Since it takes approximately 3.6 eV to produce an electron-hole pair in Si at room temperature, a 100-keV electron can theoretically produce ~28,000 electrons. This represents a maximum detector gain of close to 3 x 104 but in practice there are losses due to electron absorption in the metal contact layer and recombination of the electrons and the holes close to the Si surface (in a region called the dead layer), and we actually get a gain of closer to 2x104.
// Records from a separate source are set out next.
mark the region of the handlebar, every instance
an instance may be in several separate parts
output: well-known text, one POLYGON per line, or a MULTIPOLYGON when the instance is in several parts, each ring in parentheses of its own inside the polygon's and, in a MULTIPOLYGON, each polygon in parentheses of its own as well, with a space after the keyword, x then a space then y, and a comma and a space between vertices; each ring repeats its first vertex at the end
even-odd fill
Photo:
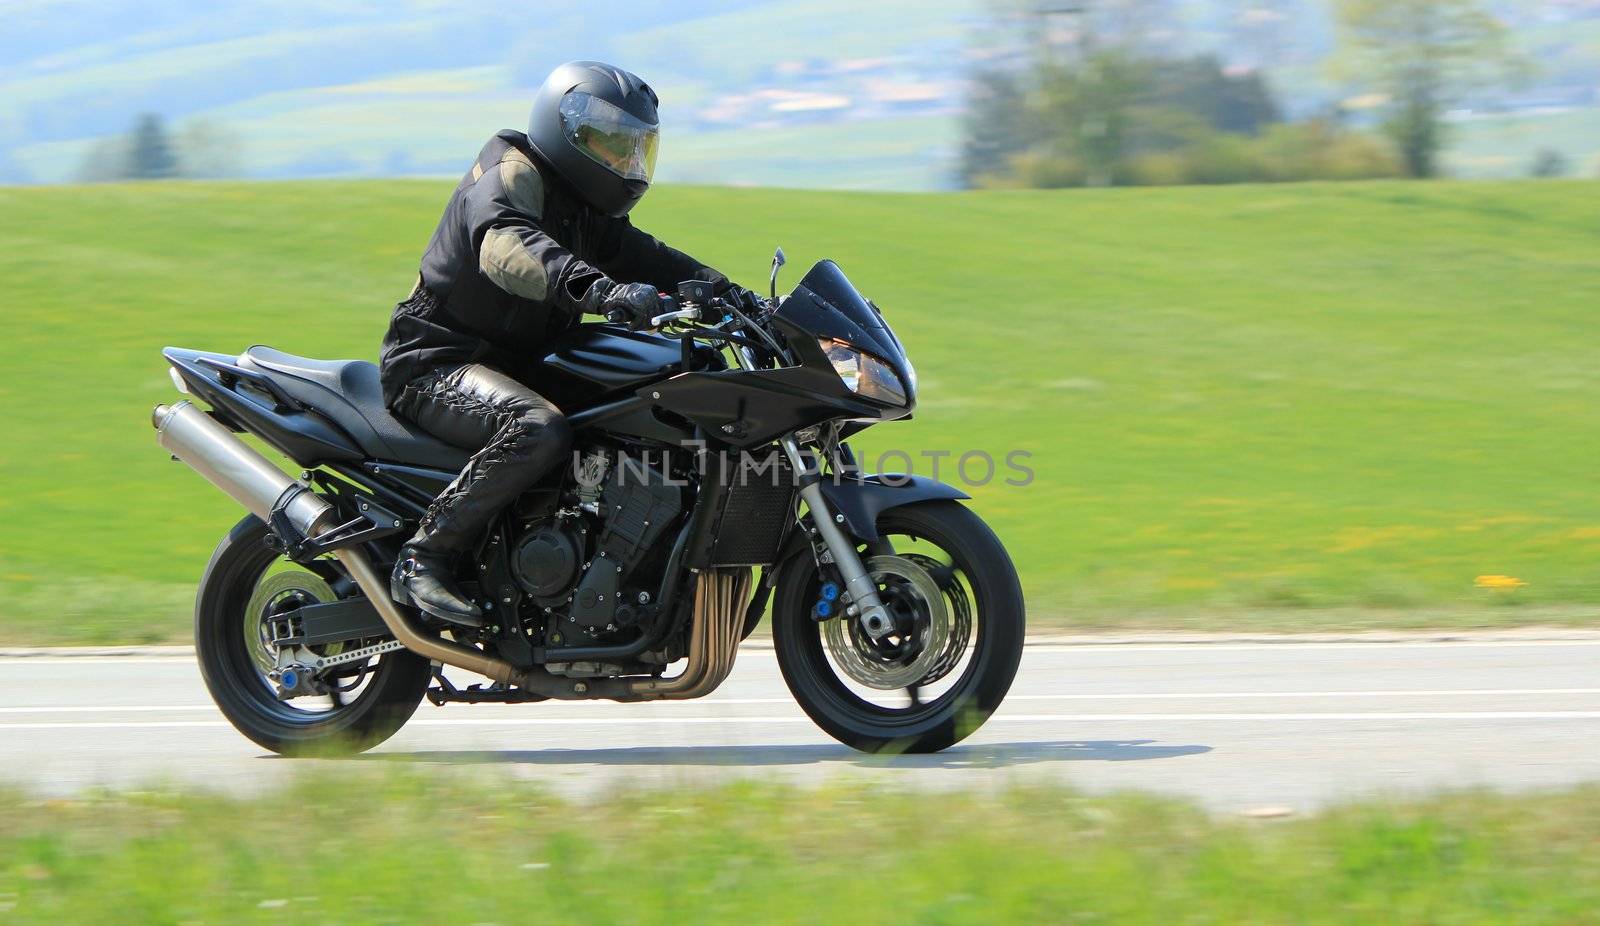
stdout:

These semiconductor detectors are very efficient at picking up and amplifying electron signals. Unfortunately, they have an inherently large capacitance, so they are not very responsive to rapid changes in signal
intensity. Such changes are quite likely to occur during the rapid scanning process of STEM imaging. In other words, the detector has a narrow bandwidth (typically 100 kHz); this is not a good property for a detector which is subject to widely varying signal intensities. We could lower the capacitance by decreasing the detector area, but if we do this, the signal-to-noise ratio will be lowered. It is the S/N ratio that ultimately limits the
quality of all scanning images.

Semiconductor detectors have several advantages
* We can easily fabricate them.
* They are cheap to replace.
* They can be cut into any shape, as long as it is flat.
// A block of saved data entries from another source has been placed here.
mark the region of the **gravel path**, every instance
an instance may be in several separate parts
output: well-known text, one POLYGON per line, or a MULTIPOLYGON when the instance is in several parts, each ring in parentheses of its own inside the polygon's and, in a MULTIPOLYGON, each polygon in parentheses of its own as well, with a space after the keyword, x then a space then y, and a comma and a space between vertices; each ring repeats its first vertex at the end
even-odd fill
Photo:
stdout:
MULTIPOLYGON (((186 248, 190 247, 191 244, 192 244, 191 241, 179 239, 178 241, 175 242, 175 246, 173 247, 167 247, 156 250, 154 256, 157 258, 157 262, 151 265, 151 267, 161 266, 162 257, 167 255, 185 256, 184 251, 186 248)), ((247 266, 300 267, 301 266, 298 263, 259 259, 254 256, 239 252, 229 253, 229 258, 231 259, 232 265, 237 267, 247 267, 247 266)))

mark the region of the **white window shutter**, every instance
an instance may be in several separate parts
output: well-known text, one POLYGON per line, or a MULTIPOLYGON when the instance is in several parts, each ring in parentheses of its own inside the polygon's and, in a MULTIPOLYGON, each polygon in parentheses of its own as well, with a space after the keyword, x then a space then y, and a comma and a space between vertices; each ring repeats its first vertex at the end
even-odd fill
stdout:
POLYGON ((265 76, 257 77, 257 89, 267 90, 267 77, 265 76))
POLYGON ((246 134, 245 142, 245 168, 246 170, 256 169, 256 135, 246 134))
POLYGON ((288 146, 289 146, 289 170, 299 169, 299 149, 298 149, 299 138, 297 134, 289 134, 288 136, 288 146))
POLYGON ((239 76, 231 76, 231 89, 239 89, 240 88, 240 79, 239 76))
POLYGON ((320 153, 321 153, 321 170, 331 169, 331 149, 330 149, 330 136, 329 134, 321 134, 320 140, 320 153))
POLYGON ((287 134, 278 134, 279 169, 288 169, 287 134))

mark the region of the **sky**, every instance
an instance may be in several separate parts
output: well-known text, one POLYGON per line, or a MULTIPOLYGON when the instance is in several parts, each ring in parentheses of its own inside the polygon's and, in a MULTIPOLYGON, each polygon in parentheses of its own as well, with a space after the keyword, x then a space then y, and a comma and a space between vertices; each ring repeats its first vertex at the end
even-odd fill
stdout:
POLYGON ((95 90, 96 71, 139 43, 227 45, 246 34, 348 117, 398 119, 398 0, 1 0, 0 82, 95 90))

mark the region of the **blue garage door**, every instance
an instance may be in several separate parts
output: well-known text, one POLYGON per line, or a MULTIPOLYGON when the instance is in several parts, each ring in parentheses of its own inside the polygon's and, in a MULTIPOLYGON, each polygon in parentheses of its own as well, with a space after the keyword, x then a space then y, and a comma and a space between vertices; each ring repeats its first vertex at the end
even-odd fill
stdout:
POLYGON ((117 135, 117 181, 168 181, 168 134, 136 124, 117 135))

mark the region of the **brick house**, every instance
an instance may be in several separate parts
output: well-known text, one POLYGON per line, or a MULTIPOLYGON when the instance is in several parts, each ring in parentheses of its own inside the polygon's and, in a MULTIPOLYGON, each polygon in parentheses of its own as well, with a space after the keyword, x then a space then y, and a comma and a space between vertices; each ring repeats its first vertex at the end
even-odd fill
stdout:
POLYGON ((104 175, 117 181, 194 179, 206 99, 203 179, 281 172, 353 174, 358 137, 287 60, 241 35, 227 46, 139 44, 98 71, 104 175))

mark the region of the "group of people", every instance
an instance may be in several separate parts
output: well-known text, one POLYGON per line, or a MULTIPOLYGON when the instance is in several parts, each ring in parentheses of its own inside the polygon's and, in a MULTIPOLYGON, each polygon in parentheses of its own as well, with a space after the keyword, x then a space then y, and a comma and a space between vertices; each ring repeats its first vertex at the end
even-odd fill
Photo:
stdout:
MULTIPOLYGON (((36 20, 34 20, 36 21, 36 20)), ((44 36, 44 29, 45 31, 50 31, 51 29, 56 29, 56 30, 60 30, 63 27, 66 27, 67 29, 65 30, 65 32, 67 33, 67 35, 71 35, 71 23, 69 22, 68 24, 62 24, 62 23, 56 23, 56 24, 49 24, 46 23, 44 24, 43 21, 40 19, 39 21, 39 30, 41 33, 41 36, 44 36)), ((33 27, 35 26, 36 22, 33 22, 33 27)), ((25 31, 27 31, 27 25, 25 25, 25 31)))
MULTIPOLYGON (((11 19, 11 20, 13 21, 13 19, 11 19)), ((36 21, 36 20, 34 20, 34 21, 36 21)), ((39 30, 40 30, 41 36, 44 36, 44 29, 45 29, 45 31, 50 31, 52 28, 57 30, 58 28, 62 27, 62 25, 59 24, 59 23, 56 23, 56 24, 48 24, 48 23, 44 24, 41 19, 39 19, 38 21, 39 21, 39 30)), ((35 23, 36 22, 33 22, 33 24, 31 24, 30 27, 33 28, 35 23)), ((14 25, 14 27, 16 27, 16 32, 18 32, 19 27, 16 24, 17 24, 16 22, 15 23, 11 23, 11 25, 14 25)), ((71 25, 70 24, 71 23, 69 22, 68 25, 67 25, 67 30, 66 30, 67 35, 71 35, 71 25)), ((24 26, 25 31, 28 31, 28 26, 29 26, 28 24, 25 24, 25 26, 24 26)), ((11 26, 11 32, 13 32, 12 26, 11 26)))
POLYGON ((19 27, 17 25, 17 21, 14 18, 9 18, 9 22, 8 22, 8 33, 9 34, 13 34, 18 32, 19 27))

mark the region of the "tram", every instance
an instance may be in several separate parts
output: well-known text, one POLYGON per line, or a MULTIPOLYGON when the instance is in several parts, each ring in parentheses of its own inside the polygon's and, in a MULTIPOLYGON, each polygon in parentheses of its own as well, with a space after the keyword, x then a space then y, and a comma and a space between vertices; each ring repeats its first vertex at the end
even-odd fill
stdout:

This latter advantage makes them ideal for squeezing into the confines of TEM stages and columns. For example, we can make the semiconductor detector in annular form so that the main electron beam goes through the hole in it, but the scattered electrons are very efficiently detected. This produces a dark-field (scattered electron) detector. We can also make detectors that are divided into halves or quadrants and each segment is insulated from the other(s). These detectors are very useful for discriminating directional signals such as those coming from magnetic specimens. There are also some drawbacks to semiconductor detectors & They have a large dark current (the current registered when no signal is incident on the detector). This dark current arises from thermal activation of electron-hole pairs, or from light falling on an uncoated detector. Since the detectors in a TEM invariably have a metal ohmic contact, the light problem is minimal because light can’t penetrate the metal film.
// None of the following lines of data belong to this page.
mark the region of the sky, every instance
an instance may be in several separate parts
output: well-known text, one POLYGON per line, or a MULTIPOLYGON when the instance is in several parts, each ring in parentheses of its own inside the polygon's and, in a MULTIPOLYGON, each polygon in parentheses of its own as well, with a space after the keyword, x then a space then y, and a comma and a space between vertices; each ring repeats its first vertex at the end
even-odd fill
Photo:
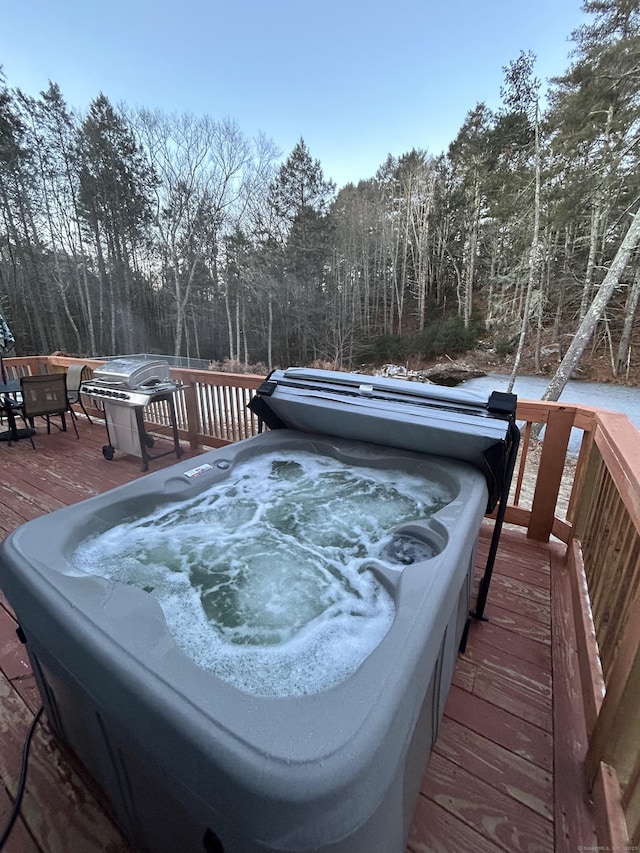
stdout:
POLYGON ((0 0, 0 65, 30 95, 232 118, 285 159, 303 138, 338 188, 389 154, 446 151, 504 66, 570 64, 582 0, 0 0))

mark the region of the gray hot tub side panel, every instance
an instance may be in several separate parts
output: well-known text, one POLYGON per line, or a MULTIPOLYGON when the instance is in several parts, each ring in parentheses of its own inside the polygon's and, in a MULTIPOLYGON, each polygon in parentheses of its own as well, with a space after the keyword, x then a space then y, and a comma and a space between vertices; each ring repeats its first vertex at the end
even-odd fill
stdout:
MULTIPOLYGON (((356 443, 326 437, 311 442, 321 452, 332 448, 341 457, 353 454, 356 464, 371 464, 369 456, 375 457, 356 443)), ((453 668, 443 662, 442 645, 449 644, 454 659, 453 635, 460 630, 460 601, 468 602, 470 563, 486 502, 483 478, 468 466, 409 459, 412 472, 417 463, 459 484, 456 498, 434 521, 439 526, 425 530, 427 537, 434 531, 444 537, 447 548, 429 561, 428 572, 421 564, 387 572, 397 607, 387 637, 350 678, 319 694, 267 699, 236 690, 186 658, 151 596, 85 576, 69 562, 78 542, 96 525, 121 520, 136 503, 153 505, 180 493, 192 495, 229 476, 235 460, 247 455, 276 448, 294 452, 309 445, 309 436, 267 433, 199 458, 199 465, 211 464, 212 469, 194 480, 184 476, 193 462, 179 463, 30 522, 3 546, 1 585, 25 630, 54 724, 81 757, 92 757, 85 763, 112 799, 122 801, 125 823, 127 814, 130 822, 140 821, 130 815, 134 806, 118 793, 126 789, 120 777, 152 768, 148 784, 173 778, 170 796, 186 813, 200 803, 207 812, 200 819, 217 819, 230 837, 252 815, 251 843, 257 846, 249 848, 245 838, 230 850, 296 850, 314 826, 318 849, 371 850, 375 848, 331 845, 367 822, 373 827, 371 837, 379 835, 381 818, 371 817, 367 803, 402 800, 398 791, 406 784, 405 775, 416 776, 405 763, 407 753, 416 738, 429 741, 433 736, 425 735, 424 727, 416 729, 425 700, 429 707, 436 703, 436 717, 441 712, 440 694, 446 693, 453 668), (227 472, 216 467, 220 459, 231 463, 227 472), (52 554, 59 555, 55 565, 52 554), (441 687, 434 673, 442 668, 448 674, 441 687), (112 755, 126 756, 131 743, 137 744, 138 758, 123 769, 126 761, 114 762, 112 755)), ((395 456, 379 464, 395 465, 395 456)), ((410 819, 408 808, 413 803, 401 809, 404 823, 410 819)), ((383 823, 394 823, 390 815, 383 823)))

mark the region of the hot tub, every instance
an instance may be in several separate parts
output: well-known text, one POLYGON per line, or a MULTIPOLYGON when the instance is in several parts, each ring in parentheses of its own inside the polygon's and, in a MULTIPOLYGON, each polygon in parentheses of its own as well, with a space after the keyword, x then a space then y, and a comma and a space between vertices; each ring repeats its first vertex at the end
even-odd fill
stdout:
MULTIPOLYGON (((274 408, 281 419, 287 406, 274 408)), ((402 430, 392 432, 398 443, 402 430)), ((468 460, 274 428, 31 521, 5 540, 0 585, 49 721, 134 844, 152 853, 404 851, 468 618, 487 484, 468 460), (269 664, 258 660, 267 667, 258 687, 236 683, 185 650, 153 589, 78 566, 78 549, 97 534, 144 524, 211 488, 230 493, 240 472, 246 478, 264 459, 289 464, 309 454, 365 477, 406 474, 447 495, 357 555, 373 599, 388 599, 391 610, 362 659, 328 681, 294 679, 293 688, 270 691, 269 664)), ((259 496, 259 479, 254 487, 259 496)), ((208 518, 215 525, 215 511, 208 518)))

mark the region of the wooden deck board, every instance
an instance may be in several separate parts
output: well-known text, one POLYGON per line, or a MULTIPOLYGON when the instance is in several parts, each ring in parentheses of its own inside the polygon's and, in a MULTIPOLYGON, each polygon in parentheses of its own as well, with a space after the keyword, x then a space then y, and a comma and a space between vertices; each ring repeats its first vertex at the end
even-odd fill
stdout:
MULTIPOLYGON (((13 800, 6 790, 0 788, 0 827, 6 825, 12 808, 13 800)), ((19 817, 6 845, 2 848, 3 853, 40 853, 40 850, 22 817, 19 817)))
MULTIPOLYGON (((487 522, 485 525, 488 527, 487 522)), ((491 530, 490 527, 488 527, 491 530)), ((536 543, 537 545, 537 543, 536 543)), ((514 581, 520 581, 525 584, 526 589, 530 587, 538 587, 547 591, 547 597, 550 590, 549 572, 545 571, 543 558, 541 559, 539 551, 535 550, 535 561, 532 561, 528 550, 524 553, 514 553, 510 555, 508 562, 504 562, 500 568, 500 576, 507 579, 511 578, 514 581)), ((481 539, 478 543, 478 563, 486 562, 489 553, 489 540, 481 539)), ((535 591, 534 591, 535 594, 535 591)), ((526 591, 525 591, 526 595, 526 591)))
MULTIPOLYGON (((0 532, 141 476, 138 459, 102 457, 103 424, 91 426, 80 418, 79 429, 79 441, 73 431, 39 432, 35 451, 28 441, 0 446, 0 532)), ((156 460, 151 471, 174 461, 174 456, 156 460)), ((490 535, 485 523, 476 584, 490 535)), ((566 813, 578 793, 554 797, 552 557, 557 560, 551 546, 505 530, 487 602, 489 621, 472 624, 467 651, 459 657, 416 804, 411 853, 554 849, 554 809, 562 803, 566 813)), ((0 824, 15 790, 24 736, 39 706, 15 627, 0 594, 0 824)), ((559 687, 554 685, 556 691, 559 687)), ((7 845, 9 853, 130 849, 73 764, 43 720, 34 738, 23 818, 7 845)), ((560 821, 564 835, 564 815, 560 821)), ((572 841, 575 849, 588 843, 582 837, 572 841)))
POLYGON ((506 627, 496 622, 495 613, 492 611, 491 621, 483 622, 481 625, 475 623, 478 640, 486 646, 495 650, 505 652, 519 660, 528 661, 543 672, 551 675, 551 651, 549 644, 537 636, 531 637, 528 632, 513 630, 515 625, 506 627))
POLYGON ((445 717, 436 752, 503 794, 553 820, 553 774, 445 717))
MULTIPOLYGON (((506 531, 508 532, 508 531, 506 531)), ((508 582, 503 582, 500 574, 494 570, 491 581, 491 600, 503 610, 510 611, 518 620, 520 617, 538 622, 546 629, 547 636, 551 633, 551 614, 548 603, 527 599, 514 593, 508 582)))
POLYGON ((431 755, 422 791, 421 796, 433 799, 506 853, 549 853, 553 849, 551 820, 443 758, 437 749, 431 755))
POLYGON ((409 835, 408 853, 503 853, 482 834, 434 800, 420 797, 409 835))
POLYGON ((445 716, 552 772, 552 735, 525 720, 524 712, 513 714, 475 693, 453 686, 445 706, 445 716))
POLYGON ((497 595, 491 597, 491 625, 506 628, 513 636, 526 637, 551 646, 551 631, 548 625, 523 616, 521 613, 514 613, 506 607, 500 607, 498 598, 497 595))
Now we could minimize thermal activation by cooling the detector to liquid-nitrogen temperatures but that step is impractical and introduces a cold surface into the vacuum which would simply collect contamination, so we live with noise due to the thermal activation.
* Because noise is inherent in the semiconductor detector, its DQE is poor for low-intensity signals, but rises almost to unity for high-intensity signals.
* The electron beam can damage the detector, particularly in intermediate voltage microscopes. In these circumstances, a doped p-n detector is less sensitive
than a surface-barrier detector, because the depletion region is deeper in the Si.
* They are insensitive to low-energy electrons such as secondary electrons.

Despite these drawbacks, both types of Si detector are far more robust than the alternative scintillator.